There are other covenants we could look at when we discuss salvation; covenants that directly relate, and covenants that allude, in types and shadows, to our salvation, and I encourage you to study these on your own. I have picked these three because they each directly play a part in our salvation, and by understanding these three covenants you will understand what it means to be in a covenant relationship with God.

1. The Abrahamic Covenant

Let me set the scene; Abram, the son of Terah lived in Ur of the Chaldeans with his father and his extended family. The family was moving from Ur to Canaan but when they came to Haran they settled there. When Abram was 75 years old God appeared to him in Haran and made him a promise (actually it was several promises)
Now the Lord said to Abram, “Go from your country and your kindred and your father’s house to the land that I will show you. And I will make of you a great nation, and I will bless you and make your name great, so that you will be a blessing. I will bless those who bless you, and him who dishonors you I will curse, and in you all the families of the earth shall be blessed.”
Genesis 12:1-3
So Abram did what the Lord told him and he left his home and headed for the land God had promised him. In the next few chapters we are able to journey with Abram as he escapes a famine by going to Egypt, we see family problems arise as he separates with his nephew Lot, we see Lot get captured and Abram waging a war against several kings to get Lot back, and we see Abram receive a blessing from one of the most mysterious people in the Bible, Melchizedek. But what we don’t see in all this time is Abram and his wife Sarai having any children. This is a problem because as pointed out above, Abram was already 75 years old before any of this took place.

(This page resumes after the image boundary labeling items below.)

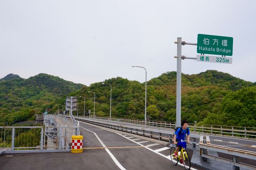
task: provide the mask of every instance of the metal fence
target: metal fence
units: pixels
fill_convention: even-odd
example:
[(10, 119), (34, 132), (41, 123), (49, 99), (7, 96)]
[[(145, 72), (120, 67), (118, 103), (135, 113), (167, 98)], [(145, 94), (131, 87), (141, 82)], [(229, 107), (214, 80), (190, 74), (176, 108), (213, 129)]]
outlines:
[(205, 161), (224, 169), (256, 169), (256, 152), (219, 146), (200, 144), (201, 155)]
[(0, 148), (43, 149), (43, 127), (0, 126)]
[[(84, 117), (81, 116), (78, 117)], [(145, 121), (140, 119), (113, 117), (111, 119), (108, 117), (91, 117), (89, 118), (85, 116), (85, 117), (145, 125)], [(173, 129), (176, 127), (176, 123), (175, 122), (162, 121), (148, 121), (146, 125)], [(196, 123), (189, 123), (189, 125), (191, 131), (200, 134), (215, 134), (220, 136), (256, 138), (256, 127), (212, 125), (201, 125), (198, 126), (197, 125)]]
[(44, 116), (46, 139), (45, 148), (68, 149), (71, 147), (72, 135), (79, 135), (79, 122), (73, 125), (70, 119), (58, 115)]

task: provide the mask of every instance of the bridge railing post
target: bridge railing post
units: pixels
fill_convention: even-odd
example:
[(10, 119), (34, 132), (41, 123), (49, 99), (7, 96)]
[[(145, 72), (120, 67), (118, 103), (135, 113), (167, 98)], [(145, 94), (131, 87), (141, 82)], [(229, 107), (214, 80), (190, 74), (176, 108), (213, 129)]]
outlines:
[(14, 150), (14, 140), (15, 140), (15, 128), (12, 127), (12, 134), (11, 136), (11, 150)]
[(42, 150), (43, 149), (43, 128), (41, 128), (41, 138), (40, 140), (40, 149)]

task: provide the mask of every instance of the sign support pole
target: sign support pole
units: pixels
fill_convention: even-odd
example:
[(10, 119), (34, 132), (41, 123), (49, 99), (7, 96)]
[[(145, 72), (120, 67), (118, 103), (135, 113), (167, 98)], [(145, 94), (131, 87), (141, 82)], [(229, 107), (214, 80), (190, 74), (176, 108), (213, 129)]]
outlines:
[(176, 94), (176, 126), (181, 121), (181, 37), (177, 38), (177, 85)]

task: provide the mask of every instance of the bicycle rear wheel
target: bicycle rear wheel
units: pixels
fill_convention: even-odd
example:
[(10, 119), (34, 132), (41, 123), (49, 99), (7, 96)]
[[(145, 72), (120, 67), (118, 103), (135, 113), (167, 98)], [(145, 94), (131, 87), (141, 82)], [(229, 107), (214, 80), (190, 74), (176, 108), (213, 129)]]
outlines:
[(184, 166), (184, 168), (187, 170), (190, 170), (190, 167), (191, 167), (190, 157), (189, 157), (189, 153), (185, 150), (183, 151), (182, 158), (183, 159), (183, 164)]
[(174, 153), (175, 149), (176, 148), (174, 147), (172, 147), (171, 148), (171, 161), (174, 165), (177, 165), (178, 162), (177, 159), (177, 158), (175, 158), (174, 156), (173, 156), (173, 155)]

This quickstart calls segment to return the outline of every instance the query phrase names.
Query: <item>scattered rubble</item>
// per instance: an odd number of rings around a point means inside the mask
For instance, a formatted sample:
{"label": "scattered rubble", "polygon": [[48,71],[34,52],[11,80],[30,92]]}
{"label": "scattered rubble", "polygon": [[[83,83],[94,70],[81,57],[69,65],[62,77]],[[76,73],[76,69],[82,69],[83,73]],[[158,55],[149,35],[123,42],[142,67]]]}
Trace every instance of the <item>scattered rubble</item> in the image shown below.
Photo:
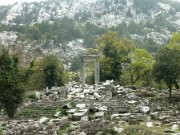
{"label": "scattered rubble", "polygon": [[108,132],[106,128],[123,133],[131,125],[141,125],[143,129],[163,128],[165,134],[179,134],[179,103],[168,105],[162,99],[155,100],[147,96],[149,91],[158,94],[156,89],[123,87],[114,85],[113,81],[96,87],[71,82],[64,87],[31,93],[35,98],[26,99],[18,110],[18,119],[2,121],[0,127],[4,135],[88,134],[95,123],[101,123],[100,127],[98,124],[94,127],[97,134]]}

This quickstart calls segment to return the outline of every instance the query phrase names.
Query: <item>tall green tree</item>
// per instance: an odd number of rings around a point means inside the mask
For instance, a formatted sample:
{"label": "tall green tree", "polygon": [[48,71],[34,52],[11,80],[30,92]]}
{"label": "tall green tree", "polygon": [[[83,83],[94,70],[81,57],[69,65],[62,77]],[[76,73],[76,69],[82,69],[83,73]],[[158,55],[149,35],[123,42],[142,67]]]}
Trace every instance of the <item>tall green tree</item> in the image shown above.
{"label": "tall green tree", "polygon": [[0,53],[0,104],[10,118],[14,117],[23,100],[23,79],[18,58],[3,50]]}
{"label": "tall green tree", "polygon": [[[137,81],[146,78],[151,78],[153,64],[155,62],[153,56],[145,49],[135,49],[129,54],[130,64],[126,69],[126,74],[134,85]],[[148,85],[146,80],[146,84]]]}
{"label": "tall green tree", "polygon": [[180,79],[180,46],[170,44],[162,48],[157,54],[153,69],[156,81],[164,81],[169,88],[169,98],[172,86]]}
{"label": "tall green tree", "polygon": [[54,55],[48,55],[44,57],[43,74],[46,87],[51,88],[52,86],[62,86],[64,84],[63,63]]}
{"label": "tall green tree", "polygon": [[120,80],[122,68],[128,62],[128,54],[134,48],[131,41],[121,39],[115,32],[108,32],[98,39],[98,49],[101,52],[101,80]]}

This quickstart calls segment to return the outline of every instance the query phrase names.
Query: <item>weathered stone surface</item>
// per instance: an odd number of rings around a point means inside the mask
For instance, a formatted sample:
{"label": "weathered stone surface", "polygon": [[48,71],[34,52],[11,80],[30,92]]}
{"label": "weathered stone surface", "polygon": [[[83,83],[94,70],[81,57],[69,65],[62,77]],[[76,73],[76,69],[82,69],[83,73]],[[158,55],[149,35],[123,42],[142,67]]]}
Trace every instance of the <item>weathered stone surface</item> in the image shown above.
{"label": "weathered stone surface", "polygon": [[89,109],[86,109],[86,108],[85,108],[85,109],[81,109],[81,110],[79,110],[78,112],[75,112],[75,113],[73,114],[73,119],[74,119],[74,120],[80,120],[81,117],[87,116],[88,113],[89,113]]}
{"label": "weathered stone surface", "polygon": [[39,123],[46,123],[48,120],[49,120],[49,118],[47,118],[47,117],[42,117],[42,118],[39,120]]}
{"label": "weathered stone surface", "polygon": [[142,113],[147,114],[150,111],[150,108],[148,106],[142,106],[140,107],[140,110]]}
{"label": "weathered stone surface", "polygon": [[179,130],[179,125],[173,124],[173,125],[172,125],[172,130],[173,130],[173,131],[178,131],[178,130]]}
{"label": "weathered stone surface", "polygon": [[153,127],[153,122],[147,122],[147,123],[146,123],[146,126],[147,126],[148,128]]}
{"label": "weathered stone surface", "polygon": [[104,117],[104,112],[96,112],[94,115],[95,118],[101,118]]}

After Abram and Lot separated in chapter 13 God once again appeared to Abram and said:
“Lift up your eyes and look from the place where you are, northward and southward and eastward and westward, for all the land that you see I will give to you and to your offspring forever. I will make your offspring as the dust of the earth, so that if one can count the dust of the earth, your offspring also can be counted. Arise, walk through the length and the breadth of the land, for I will give it to you.”
Genesis 13:14-17
Here we see God reemphasizing His earlier promise to Abram. From here we go into the war with the kings that was mentioned above which culminates at the end of chapter 14 with Abram receiving a blessing from the king and priest of Jerusalem, Melchizedek. At this time Abram refused to accept any reward from the king of Sodom because he didn’t want him to be able to say that he made Abram rich; he was still relying on the promise that God had made to him.

Then in chapter 15 God once again appears to Abram and tells him in verse 1, “Do not be afraid, Abram. I am your shield; your reward will be very great.” (Genesis 15:1) And Abram asks God in verse 2 how any of this can come to pass since he is childless. Then Abram comes up with a solution to help God out; Abram says since I don’t have any offspring of my own I can name an heir from among those born in my house. I have a servant that fits this bill; his name is Eliezer of Damascus and he can be my heir.

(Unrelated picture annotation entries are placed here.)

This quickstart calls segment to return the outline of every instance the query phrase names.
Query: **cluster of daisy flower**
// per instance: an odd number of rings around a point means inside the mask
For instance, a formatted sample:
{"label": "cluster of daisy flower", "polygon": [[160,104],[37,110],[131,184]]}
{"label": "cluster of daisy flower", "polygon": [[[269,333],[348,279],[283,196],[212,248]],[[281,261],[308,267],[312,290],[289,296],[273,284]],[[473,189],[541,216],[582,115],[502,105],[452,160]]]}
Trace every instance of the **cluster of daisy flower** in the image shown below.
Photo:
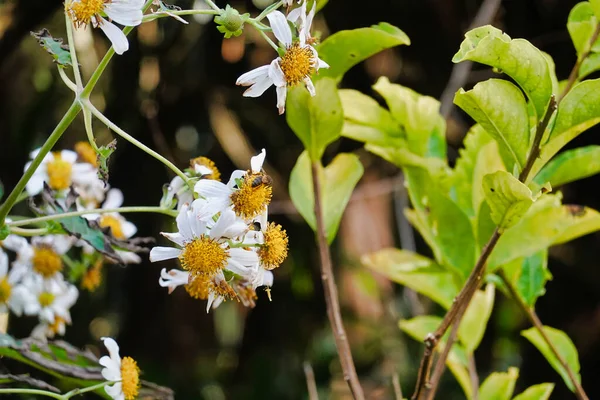
{"label": "cluster of daisy flower", "polygon": [[181,270],[161,271],[159,284],[169,293],[184,286],[191,297],[208,300],[207,311],[227,299],[253,307],[259,286],[270,297],[271,271],[287,257],[288,237],[267,220],[272,179],[262,168],[265,156],[263,149],[250,170],[234,171],[227,184],[212,161],[196,158],[187,183],[175,178],[167,185],[163,203],[179,214],[177,232],[162,235],[178,247],[154,247],[150,261],[179,260]]}
{"label": "cluster of daisy flower", "polygon": [[[38,151],[32,152],[31,157]],[[118,213],[93,212],[97,208],[119,207],[123,194],[98,178],[95,153],[88,143],[78,143],[75,151],[49,153],[43,159],[26,192],[34,197],[44,190],[59,204],[69,194],[75,196],[76,210],[90,211],[84,217],[95,221],[103,234],[126,240],[136,233],[135,225]],[[123,263],[141,261],[128,250],[117,249],[116,253]],[[65,325],[71,323],[69,309],[79,296],[75,284],[94,291],[101,283],[104,261],[104,255],[70,234],[33,236],[30,240],[10,234],[0,241],[0,312],[37,316],[39,324],[33,337],[64,335]]]}

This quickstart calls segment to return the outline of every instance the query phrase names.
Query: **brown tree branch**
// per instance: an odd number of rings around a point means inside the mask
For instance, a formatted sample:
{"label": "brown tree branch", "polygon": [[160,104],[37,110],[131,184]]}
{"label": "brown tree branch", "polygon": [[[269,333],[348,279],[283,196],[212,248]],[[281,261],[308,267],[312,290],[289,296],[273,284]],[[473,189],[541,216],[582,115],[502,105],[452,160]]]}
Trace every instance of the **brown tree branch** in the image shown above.
{"label": "brown tree branch", "polygon": [[344,380],[348,383],[352,396],[355,399],[364,399],[364,393],[356,374],[354,360],[344,323],[342,321],[342,313],[340,311],[340,303],[338,301],[337,286],[333,275],[333,266],[331,262],[331,253],[329,252],[329,244],[325,236],[325,224],[323,219],[323,202],[321,198],[321,182],[319,179],[319,170],[321,164],[318,161],[312,163],[312,181],[315,195],[315,218],[317,221],[317,243],[319,245],[319,257],[321,260],[321,280],[323,281],[323,291],[325,292],[325,303],[327,304],[327,316],[333,330],[335,345],[342,365]]}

Look at how God replies to Abram:
And behold, the word of the Lord came to him: “This man shall not be your heir; your very own son shall be your heir.” And he brought him outside and said, “Look toward heaven, and number the stars, if you are able to number them.” Then he said to him, “So shall your offspring be.” And he believed the Lord, and he counted it to him as righteousness. And he said to him, “I am the Lord who brought you out from Ur of the Chaldeans to give you this land to possess.”
Genesis 15:4-7
Please note that this is where Abram received salvation; this is where he believed God, believed the promise, and it was credited to him as righteousness. The word translated here “credited” is the Hebrew word Hoseb, and it is an accounting term which means to put on the credit side of the ledger.

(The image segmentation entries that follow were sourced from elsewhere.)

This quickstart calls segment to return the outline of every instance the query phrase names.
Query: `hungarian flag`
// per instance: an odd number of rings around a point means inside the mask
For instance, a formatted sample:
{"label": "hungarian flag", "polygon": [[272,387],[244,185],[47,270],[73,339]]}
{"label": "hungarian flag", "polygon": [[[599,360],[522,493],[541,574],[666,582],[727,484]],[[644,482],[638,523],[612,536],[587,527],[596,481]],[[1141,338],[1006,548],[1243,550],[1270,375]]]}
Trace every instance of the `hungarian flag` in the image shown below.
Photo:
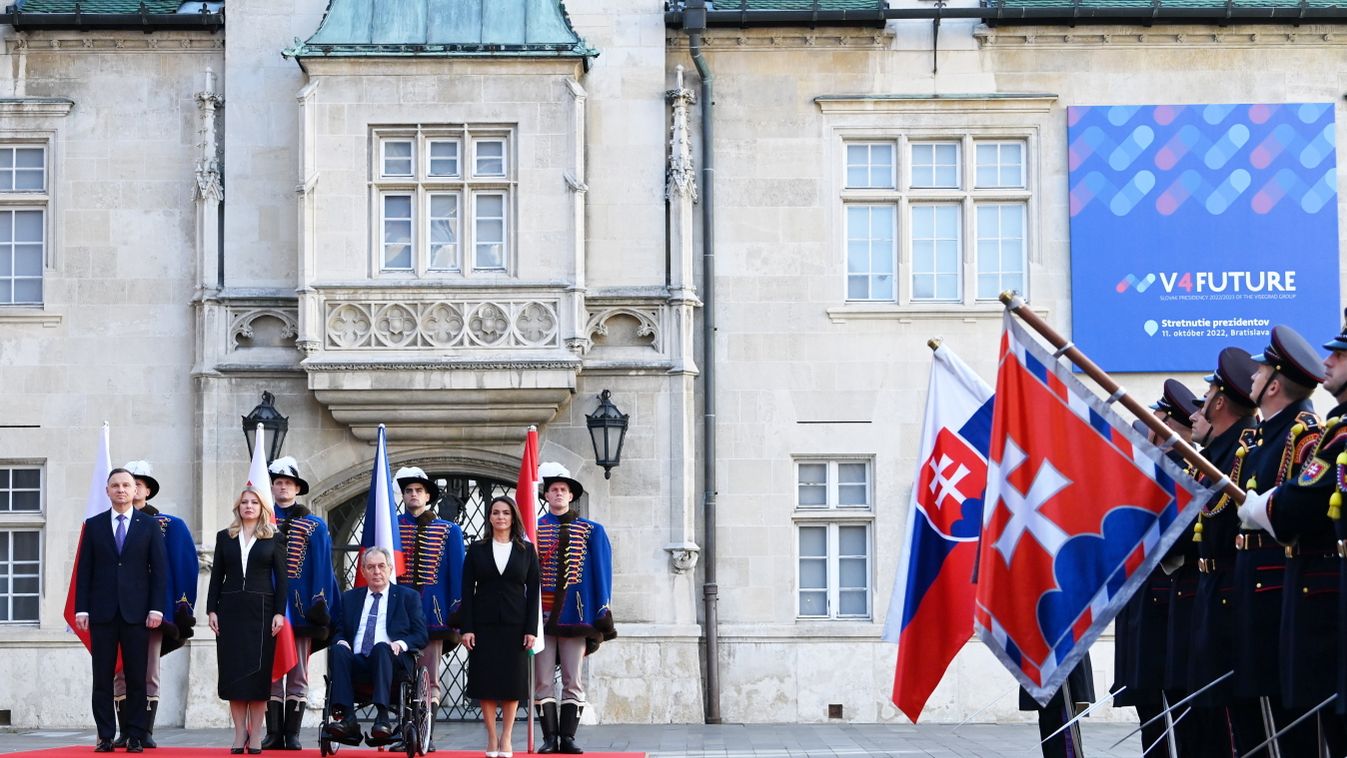
{"label": "hungarian flag", "polygon": [[974,626],[1047,704],[1212,490],[1005,318]]}
{"label": "hungarian flag", "polygon": [[[248,483],[245,486],[257,490],[257,497],[267,504],[267,510],[271,512],[271,522],[276,522],[276,501],[271,497],[271,471],[267,470],[267,454],[263,446],[267,442],[267,435],[264,434],[263,425],[257,424],[257,434],[253,435],[253,459],[248,466]],[[280,532],[276,532],[276,539],[280,539]],[[295,668],[299,662],[299,652],[295,649],[295,626],[290,622],[290,603],[286,603],[286,623],[280,627],[276,634],[276,654],[271,660],[271,680],[286,676],[286,672]]]}
{"label": "hungarian flag", "polygon": [[[93,459],[93,471],[89,475],[89,497],[85,499],[85,514],[79,525],[79,543],[84,543],[84,521],[98,516],[112,508],[108,502],[108,475],[112,471],[112,458],[108,455],[108,424],[104,423],[98,431],[98,454]],[[66,590],[66,625],[75,633],[75,637],[92,650],[89,630],[81,631],[75,626],[75,576],[79,575],[79,543],[75,544],[75,563],[70,567],[70,587]],[[121,668],[121,652],[117,652],[117,668]]]}
{"label": "hungarian flag", "polygon": [[[379,424],[379,447],[374,451],[374,467],[369,473],[369,497],[365,498],[365,528],[360,535],[360,556],[369,548],[384,548],[393,556],[388,580],[407,572],[407,559],[403,556],[403,532],[397,526],[397,490],[393,489],[393,475],[388,467],[388,440],[384,424]],[[365,575],[356,563],[356,586],[365,586]]]}
{"label": "hungarian flag", "polygon": [[[524,536],[529,544],[537,545],[537,427],[529,427],[524,436],[524,455],[519,462],[519,479],[515,482],[515,499],[519,514],[524,520]],[[533,648],[529,653],[541,653],[543,644],[543,598],[537,598],[537,630],[533,633]]]}
{"label": "hungarian flag", "polygon": [[907,560],[884,625],[884,638],[898,644],[893,704],[913,723],[973,637],[991,405],[991,388],[954,351],[938,347],[902,541]]}

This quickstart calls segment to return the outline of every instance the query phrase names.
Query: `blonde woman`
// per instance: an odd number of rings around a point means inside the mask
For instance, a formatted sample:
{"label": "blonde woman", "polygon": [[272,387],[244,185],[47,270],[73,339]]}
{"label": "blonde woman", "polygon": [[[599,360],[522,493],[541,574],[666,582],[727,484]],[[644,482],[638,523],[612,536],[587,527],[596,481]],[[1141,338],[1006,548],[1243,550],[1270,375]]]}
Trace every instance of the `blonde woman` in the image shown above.
{"label": "blonde woman", "polygon": [[244,487],[233,510],[233,522],[216,535],[206,610],[216,633],[220,699],[229,700],[234,720],[229,751],[259,754],[271,660],[286,622],[286,548],[275,539],[272,512],[260,490]]}

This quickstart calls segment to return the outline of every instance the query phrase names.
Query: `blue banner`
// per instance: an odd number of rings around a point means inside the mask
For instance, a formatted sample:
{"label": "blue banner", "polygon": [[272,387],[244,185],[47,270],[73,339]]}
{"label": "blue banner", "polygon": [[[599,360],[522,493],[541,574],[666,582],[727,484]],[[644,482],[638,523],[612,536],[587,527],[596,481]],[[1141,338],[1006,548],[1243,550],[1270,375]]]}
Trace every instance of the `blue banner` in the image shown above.
{"label": "blue banner", "polygon": [[1206,372],[1290,324],[1338,333],[1331,102],[1067,109],[1072,341],[1111,372]]}

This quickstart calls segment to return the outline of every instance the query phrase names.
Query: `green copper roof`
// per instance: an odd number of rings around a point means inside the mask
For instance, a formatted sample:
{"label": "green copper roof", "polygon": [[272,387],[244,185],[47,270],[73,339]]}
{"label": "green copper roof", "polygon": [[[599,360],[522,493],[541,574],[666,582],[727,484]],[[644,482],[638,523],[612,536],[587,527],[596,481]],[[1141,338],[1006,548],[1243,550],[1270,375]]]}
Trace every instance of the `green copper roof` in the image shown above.
{"label": "green copper roof", "polygon": [[199,9],[201,3],[187,0],[19,0],[23,13],[74,13],[79,5],[81,13],[139,13],[141,1],[147,13],[176,13],[187,5],[187,11]]}
{"label": "green copper roof", "polygon": [[598,55],[571,28],[562,0],[329,0],[294,58]]}

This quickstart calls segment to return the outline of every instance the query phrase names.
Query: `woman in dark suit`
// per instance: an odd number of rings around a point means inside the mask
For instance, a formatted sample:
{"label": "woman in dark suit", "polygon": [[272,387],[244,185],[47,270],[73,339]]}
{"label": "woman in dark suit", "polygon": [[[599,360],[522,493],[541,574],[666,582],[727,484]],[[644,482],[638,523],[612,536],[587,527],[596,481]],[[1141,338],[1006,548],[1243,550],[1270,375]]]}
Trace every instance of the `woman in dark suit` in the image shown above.
{"label": "woman in dark suit", "polygon": [[230,753],[261,753],[271,662],[286,623],[286,548],[261,491],[244,487],[234,521],[216,535],[206,610],[216,633],[220,697],[234,720]]}
{"label": "woman in dark suit", "polygon": [[[461,630],[467,653],[467,696],[482,703],[488,758],[511,758],[511,728],[528,696],[528,650],[539,613],[537,551],[509,497],[492,501],[492,539],[473,543],[463,560]],[[501,734],[496,734],[496,705]]]}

So, Abram believed God and took Him at his word, but he still had questions. In verse 8 Abram asks how will I know that I will possess this land? And god says:
“Bring me a heifer three years old, a female goat three years old, a ram three years old, a turtledove, and a young pigeon.”
Genesis 15:9
Why did God tell Abram to do this? He was going to make a covenant with him, a solemn binding agreement.

Abram did as he was told. He brought the animals that God requested, and he split them down the middle and laid the pieces out opposite each other. Then we see beginning in verse 13:
Then the Lord said to Abram, “Know for certain that your offspring will be sojourners in a land that is not theirs and will be servants there, and they will be afflicted for four hundred years. But I will bring judgment on the nation that they serve, and afterward they shall come out with great possessions. As for yourself, you shall go to your fathers in peace; you shall be buried in a good old age. And they shall come back here in the fourth generation, for the iniquity of the Amorites is not yet complete.”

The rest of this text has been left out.